$35 all you can drink last night. Friend 1 woke up in a hotel lounge, friend 2 pissed himself and woke up wearing friend 1's spare pants, and my toilet indicates I threw up extensively.
dude i totally did the walk last night came out of her room to see her dad sitting there straight lookin at me...wtf
these two guys are about to go shot for shot with syrup
now he is talking to a potato
Some guy just watched me feed 30 dimes and 3 quarters for bread and cheese at the self checkout at walmart. I no longer comprehend shame...
You said that we had to leave the party together and proceeded to repeat the "ducks fly together" speech from The Mighty Ducks word for word.
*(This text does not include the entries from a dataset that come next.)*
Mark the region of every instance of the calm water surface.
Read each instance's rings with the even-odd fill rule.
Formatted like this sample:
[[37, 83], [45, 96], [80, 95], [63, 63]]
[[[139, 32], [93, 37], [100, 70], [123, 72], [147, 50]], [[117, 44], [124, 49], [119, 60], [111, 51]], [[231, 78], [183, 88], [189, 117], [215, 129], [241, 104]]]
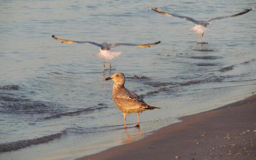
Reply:
[[[0, 159], [72, 159], [138, 140], [178, 121], [251, 95], [256, 90], [255, 10], [216, 21], [196, 44], [194, 24], [149, 10], [157, 6], [198, 20], [231, 15], [254, 1], [0, 1]], [[93, 45], [119, 46], [116, 70], [102, 72]], [[111, 99], [117, 72], [126, 87], [161, 110], [123, 116]], [[10, 150], [13, 151], [10, 152]]]

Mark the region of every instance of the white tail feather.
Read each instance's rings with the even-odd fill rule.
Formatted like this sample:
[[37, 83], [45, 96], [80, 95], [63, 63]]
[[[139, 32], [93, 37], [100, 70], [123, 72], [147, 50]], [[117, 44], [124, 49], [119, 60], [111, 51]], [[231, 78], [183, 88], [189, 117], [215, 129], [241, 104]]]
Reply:
[[95, 56], [106, 60], [111, 60], [121, 54], [121, 52], [114, 52], [110, 50], [102, 50], [100, 52], [95, 55]]
[[196, 25], [189, 30], [194, 32], [197, 34], [202, 34], [208, 31], [209, 29], [202, 25], [199, 24]]

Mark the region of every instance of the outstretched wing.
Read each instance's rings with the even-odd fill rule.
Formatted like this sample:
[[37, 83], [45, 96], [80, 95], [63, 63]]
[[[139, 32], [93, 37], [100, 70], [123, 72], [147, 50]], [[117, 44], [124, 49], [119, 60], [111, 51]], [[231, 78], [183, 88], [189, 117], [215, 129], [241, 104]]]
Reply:
[[161, 42], [161, 41], [158, 41], [155, 43], [149, 43], [148, 44], [132, 44], [130, 43], [117, 43], [114, 44], [112, 44], [110, 45], [110, 48], [112, 48], [118, 46], [136, 46], [140, 48], [146, 48], [150, 47], [152, 46], [154, 46]]
[[244, 14], [245, 14], [250, 11], [251, 10], [252, 10], [252, 8], [250, 8], [250, 9], [246, 9], [245, 10], [244, 10], [244, 11], [243, 11], [242, 12], [237, 13], [236, 14], [234, 14], [231, 16], [223, 16], [222, 17], [215, 17], [215, 18], [212, 18], [210, 20], [206, 20], [204, 22], [204, 24], [206, 24], [206, 23], [210, 23], [214, 20], [221, 20], [222, 19], [223, 19], [223, 18], [229, 18], [229, 17], [236, 17], [237, 16], [240, 16], [241, 15], [243, 15]]
[[182, 18], [182, 19], [184, 18], [184, 19], [186, 19], [186, 20], [187, 21], [191, 22], [193, 23], [195, 23], [196, 24], [198, 24], [199, 23], [199, 22], [198, 21], [196, 20], [194, 20], [191, 17], [187, 17], [186, 16], [180, 16], [176, 14], [165, 12], [160, 10], [160, 9], [158, 9], [158, 8], [155, 8], [155, 7], [153, 8], [152, 7], [149, 7], [148, 8], [152, 10], [154, 10], [155, 12], [158, 12], [161, 14], [165, 15], [166, 16], [167, 16], [169, 17], [171, 17], [173, 16], [174, 17], [179, 18]]
[[95, 45], [100, 47], [102, 47], [102, 45], [101, 44], [99, 44], [97, 43], [94, 42], [93, 42], [76, 41], [74, 40], [64, 40], [63, 39], [60, 39], [60, 38], [57, 38], [53, 34], [52, 34], [52, 37], [54, 38], [55, 39], [58, 40], [58, 41], [62, 43], [68, 43], [69, 44], [92, 44]]

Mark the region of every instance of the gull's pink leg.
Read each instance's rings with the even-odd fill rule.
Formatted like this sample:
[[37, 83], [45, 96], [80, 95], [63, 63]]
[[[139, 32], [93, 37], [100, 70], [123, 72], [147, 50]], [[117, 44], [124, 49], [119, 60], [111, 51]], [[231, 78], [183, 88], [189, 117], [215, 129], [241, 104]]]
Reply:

Soon the whole party was quite and started chanting quack..quack...quack..
You mailed him a break up letter, because you thought the "joy of receiving a letter" would ease the pain of you dumping him.
Ahahhahaha I'm not that stupid but then again I thought cabo was in Africa until yesterday
Also yeah I would definitely have to say that one of my favorite things to do is to get high and pet cats.
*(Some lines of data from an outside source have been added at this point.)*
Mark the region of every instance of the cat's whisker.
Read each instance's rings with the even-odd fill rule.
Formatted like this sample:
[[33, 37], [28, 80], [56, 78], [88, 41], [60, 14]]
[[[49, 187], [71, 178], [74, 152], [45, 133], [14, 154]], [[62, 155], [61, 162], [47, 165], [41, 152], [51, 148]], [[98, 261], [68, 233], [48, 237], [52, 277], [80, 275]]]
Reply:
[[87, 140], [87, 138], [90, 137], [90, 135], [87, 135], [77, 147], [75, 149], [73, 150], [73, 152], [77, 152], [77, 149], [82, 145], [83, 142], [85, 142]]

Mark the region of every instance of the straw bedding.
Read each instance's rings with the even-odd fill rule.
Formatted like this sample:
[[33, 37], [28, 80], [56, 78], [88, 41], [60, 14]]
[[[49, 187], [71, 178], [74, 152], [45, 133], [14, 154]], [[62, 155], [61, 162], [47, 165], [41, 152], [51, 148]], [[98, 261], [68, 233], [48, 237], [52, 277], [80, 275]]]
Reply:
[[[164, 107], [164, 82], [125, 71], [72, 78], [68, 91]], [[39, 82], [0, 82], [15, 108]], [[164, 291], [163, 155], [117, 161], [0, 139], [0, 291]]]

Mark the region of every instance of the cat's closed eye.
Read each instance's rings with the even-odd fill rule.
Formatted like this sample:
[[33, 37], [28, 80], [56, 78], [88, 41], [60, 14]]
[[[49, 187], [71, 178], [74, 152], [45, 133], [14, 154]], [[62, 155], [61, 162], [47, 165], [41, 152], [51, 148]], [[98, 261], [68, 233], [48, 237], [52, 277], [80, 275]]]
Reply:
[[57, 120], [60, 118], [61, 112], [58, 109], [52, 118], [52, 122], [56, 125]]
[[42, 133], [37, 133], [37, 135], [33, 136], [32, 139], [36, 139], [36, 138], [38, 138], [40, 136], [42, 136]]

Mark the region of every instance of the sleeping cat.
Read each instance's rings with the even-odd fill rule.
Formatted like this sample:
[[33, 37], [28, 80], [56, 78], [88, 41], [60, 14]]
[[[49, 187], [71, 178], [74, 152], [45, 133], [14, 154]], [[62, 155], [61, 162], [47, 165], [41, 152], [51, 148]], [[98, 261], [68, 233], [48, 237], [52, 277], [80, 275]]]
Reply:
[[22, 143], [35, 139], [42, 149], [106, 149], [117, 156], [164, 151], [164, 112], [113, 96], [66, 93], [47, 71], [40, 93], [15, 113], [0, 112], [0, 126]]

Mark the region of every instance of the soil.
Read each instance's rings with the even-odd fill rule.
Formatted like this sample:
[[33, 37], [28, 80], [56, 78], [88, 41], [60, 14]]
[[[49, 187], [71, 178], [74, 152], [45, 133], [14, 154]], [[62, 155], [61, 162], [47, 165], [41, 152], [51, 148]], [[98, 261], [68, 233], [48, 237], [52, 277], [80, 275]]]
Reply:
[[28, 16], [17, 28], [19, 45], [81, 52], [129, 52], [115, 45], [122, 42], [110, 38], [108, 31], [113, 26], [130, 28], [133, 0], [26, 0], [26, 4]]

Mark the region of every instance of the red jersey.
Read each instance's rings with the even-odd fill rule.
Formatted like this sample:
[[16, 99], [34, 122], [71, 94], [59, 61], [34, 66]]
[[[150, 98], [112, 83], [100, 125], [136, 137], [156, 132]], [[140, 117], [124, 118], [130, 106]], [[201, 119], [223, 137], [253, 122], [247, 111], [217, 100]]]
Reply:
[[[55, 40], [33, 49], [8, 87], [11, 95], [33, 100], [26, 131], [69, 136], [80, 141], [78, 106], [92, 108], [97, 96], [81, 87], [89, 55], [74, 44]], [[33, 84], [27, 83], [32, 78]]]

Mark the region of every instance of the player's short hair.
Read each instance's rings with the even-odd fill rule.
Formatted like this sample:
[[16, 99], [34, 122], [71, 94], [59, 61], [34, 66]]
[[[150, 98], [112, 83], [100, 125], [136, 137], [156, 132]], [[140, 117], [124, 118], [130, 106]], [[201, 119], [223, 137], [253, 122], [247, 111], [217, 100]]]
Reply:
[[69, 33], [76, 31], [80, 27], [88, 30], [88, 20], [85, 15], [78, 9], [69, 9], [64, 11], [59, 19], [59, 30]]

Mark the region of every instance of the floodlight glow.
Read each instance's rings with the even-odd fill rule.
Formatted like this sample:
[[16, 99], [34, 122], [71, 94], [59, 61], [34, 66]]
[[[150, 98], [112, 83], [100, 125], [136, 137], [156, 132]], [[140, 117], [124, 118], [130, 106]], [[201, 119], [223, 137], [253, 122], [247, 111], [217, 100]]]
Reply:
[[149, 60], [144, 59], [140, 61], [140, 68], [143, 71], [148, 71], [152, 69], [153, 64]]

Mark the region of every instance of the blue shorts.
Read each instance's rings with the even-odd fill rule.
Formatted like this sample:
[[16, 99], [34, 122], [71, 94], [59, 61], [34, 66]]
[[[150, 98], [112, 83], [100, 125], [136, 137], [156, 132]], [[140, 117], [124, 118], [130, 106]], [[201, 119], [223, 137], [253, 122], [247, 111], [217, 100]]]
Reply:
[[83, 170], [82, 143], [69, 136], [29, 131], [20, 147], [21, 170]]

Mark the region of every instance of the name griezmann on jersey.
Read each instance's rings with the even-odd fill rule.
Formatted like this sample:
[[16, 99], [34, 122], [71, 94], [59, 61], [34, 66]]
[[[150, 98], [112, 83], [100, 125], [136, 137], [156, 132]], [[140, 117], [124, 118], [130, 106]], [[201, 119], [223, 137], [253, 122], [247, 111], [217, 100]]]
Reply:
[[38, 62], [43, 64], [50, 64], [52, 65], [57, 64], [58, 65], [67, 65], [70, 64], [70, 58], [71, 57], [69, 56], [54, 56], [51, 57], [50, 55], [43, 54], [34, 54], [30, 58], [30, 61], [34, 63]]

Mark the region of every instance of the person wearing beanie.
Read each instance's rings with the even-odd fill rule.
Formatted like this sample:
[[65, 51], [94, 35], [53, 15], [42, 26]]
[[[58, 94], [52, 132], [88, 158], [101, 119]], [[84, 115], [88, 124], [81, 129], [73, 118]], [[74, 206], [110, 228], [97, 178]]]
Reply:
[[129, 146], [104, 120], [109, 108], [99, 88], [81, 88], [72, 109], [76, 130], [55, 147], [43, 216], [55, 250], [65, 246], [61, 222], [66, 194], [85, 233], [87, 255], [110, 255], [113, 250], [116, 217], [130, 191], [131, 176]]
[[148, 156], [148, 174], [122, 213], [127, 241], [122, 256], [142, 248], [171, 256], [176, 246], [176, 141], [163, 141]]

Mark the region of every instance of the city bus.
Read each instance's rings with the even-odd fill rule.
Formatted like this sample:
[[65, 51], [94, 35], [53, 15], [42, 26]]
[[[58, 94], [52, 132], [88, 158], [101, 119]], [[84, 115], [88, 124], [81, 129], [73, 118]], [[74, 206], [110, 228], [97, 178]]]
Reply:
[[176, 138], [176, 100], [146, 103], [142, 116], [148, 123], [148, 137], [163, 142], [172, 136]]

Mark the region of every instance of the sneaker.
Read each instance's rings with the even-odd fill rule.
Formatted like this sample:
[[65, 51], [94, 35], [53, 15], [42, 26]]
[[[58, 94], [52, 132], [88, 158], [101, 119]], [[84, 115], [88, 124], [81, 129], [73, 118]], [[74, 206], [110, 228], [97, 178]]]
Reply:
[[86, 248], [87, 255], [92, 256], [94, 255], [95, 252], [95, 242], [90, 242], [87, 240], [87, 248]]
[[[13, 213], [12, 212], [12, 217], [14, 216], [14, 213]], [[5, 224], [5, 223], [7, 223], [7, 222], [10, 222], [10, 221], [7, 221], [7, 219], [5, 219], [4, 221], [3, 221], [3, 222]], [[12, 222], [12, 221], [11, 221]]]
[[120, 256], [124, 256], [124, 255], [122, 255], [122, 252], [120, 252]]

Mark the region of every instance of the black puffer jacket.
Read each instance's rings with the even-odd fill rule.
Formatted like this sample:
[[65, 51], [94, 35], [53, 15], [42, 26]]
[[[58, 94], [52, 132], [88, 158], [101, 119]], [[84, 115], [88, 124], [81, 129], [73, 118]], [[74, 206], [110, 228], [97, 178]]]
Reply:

my roommate just said she thinks she got a flashback or some memory of me getting hit by a car.
I can't believe this. 100 bucks says my Botox lasts longer than their marriage will.
god dammit I AM NO LONGER PUTTING UP WITH YOUR HETEROSEXUALITY I QUIT
So, I'm either with my future life partner or my future life taker. And his brother. lol. I'll let you know when I get home alive.
NO BABIES. YOUR VAGINA WILL BLEED WITHIN A FORTNIGHT.